Bei der Endrunde des WFV Junior Cups Bezirks Stuttgart in Freiberg haben die Jüngsten der Sportvg Feuerbach zugeschlagen und als bestes von acht teilweise hochkarätigen Teams, die aus ursprünglich 100 Bewerbern übrig waren, den Titel geholt. Die acht Feuerbacher F-Jugendlichen hatten erst mal einen Fehlstart und verloren gegen die 2. Mannschaft der Stuttgarter Kickers mit 0:1.

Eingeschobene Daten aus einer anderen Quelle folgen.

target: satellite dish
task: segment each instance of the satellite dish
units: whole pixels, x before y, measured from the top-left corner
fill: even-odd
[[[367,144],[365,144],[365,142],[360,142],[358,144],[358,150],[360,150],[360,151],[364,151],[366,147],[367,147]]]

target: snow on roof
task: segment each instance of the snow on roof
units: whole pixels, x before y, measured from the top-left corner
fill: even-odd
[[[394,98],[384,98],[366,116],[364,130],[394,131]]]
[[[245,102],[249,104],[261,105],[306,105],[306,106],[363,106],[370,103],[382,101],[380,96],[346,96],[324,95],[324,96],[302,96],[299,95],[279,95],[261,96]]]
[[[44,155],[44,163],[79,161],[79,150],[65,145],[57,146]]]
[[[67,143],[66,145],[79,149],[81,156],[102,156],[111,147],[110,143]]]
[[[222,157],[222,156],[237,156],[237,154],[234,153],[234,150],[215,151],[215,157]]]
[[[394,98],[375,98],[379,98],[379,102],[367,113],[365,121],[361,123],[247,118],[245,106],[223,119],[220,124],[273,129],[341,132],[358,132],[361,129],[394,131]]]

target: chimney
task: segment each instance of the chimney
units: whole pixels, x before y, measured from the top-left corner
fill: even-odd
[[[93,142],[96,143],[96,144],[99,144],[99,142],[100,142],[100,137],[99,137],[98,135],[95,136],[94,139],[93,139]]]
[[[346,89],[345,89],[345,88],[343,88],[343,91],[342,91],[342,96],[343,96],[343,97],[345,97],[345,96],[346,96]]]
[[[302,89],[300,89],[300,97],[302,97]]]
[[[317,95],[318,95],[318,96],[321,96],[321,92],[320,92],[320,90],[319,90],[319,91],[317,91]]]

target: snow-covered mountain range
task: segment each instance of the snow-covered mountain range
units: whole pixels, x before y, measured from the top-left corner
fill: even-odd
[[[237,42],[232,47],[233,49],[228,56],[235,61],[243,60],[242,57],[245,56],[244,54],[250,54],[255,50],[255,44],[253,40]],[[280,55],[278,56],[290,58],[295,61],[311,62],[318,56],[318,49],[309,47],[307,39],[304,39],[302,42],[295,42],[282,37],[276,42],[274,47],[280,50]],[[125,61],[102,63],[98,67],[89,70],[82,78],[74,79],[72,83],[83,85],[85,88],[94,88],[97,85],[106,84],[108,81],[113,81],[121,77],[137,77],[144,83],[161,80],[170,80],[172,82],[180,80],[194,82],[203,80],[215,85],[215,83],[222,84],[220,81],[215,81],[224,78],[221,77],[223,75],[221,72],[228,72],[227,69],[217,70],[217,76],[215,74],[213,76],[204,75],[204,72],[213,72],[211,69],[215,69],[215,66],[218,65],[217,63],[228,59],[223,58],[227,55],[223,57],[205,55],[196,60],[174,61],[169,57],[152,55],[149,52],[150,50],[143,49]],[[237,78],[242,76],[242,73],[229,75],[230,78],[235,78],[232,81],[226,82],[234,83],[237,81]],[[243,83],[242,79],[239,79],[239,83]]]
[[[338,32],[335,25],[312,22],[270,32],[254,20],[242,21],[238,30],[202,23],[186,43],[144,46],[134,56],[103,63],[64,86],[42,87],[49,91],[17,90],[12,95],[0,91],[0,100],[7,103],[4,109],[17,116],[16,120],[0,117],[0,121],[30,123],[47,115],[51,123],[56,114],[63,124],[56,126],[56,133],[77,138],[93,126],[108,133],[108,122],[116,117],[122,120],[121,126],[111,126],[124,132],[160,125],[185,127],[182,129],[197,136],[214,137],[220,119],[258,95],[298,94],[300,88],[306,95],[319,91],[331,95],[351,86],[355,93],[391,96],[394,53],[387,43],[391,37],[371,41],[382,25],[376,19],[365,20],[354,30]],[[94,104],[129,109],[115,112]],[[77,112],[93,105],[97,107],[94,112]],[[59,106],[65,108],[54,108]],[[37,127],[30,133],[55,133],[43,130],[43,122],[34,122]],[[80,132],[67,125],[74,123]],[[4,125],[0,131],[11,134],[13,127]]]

Doch Trainer Tim Henne wusste seine Jungs gleich wieder zu motivieren und als ein strammer Linksschuss ihres Kapitäns Sebastian Gräber gegen SG Untertürkheim zum 1:0 im Netz landete, war der Bann gebrochen. Am Ende siegte die Feuerbacher glatt mit 5:0. Gegen den stärksten Gruppengegner Stuttgarter Kickers reichte es nach hartem Kampf nur zu einem 1:2, wobei ein Pfosten- und ein Lattenschuss zu Buche standen. Besser erging es da den Henne-Schützlingen im anschließenden Halbfinale. Gegen den hoch favorisierten VfB Stuttgarts. Ging man schon bad mit 2:0 in Führung. Dank einer heroischen Abwehrleistung von Lukas Engel, Mert Can Öcokak und Michael Müller bis sich der Bundesliga-Nachwuchs aus Cannstatt die Zähne aus und musste den Feuerbacher den Weg ins Finale freimachen.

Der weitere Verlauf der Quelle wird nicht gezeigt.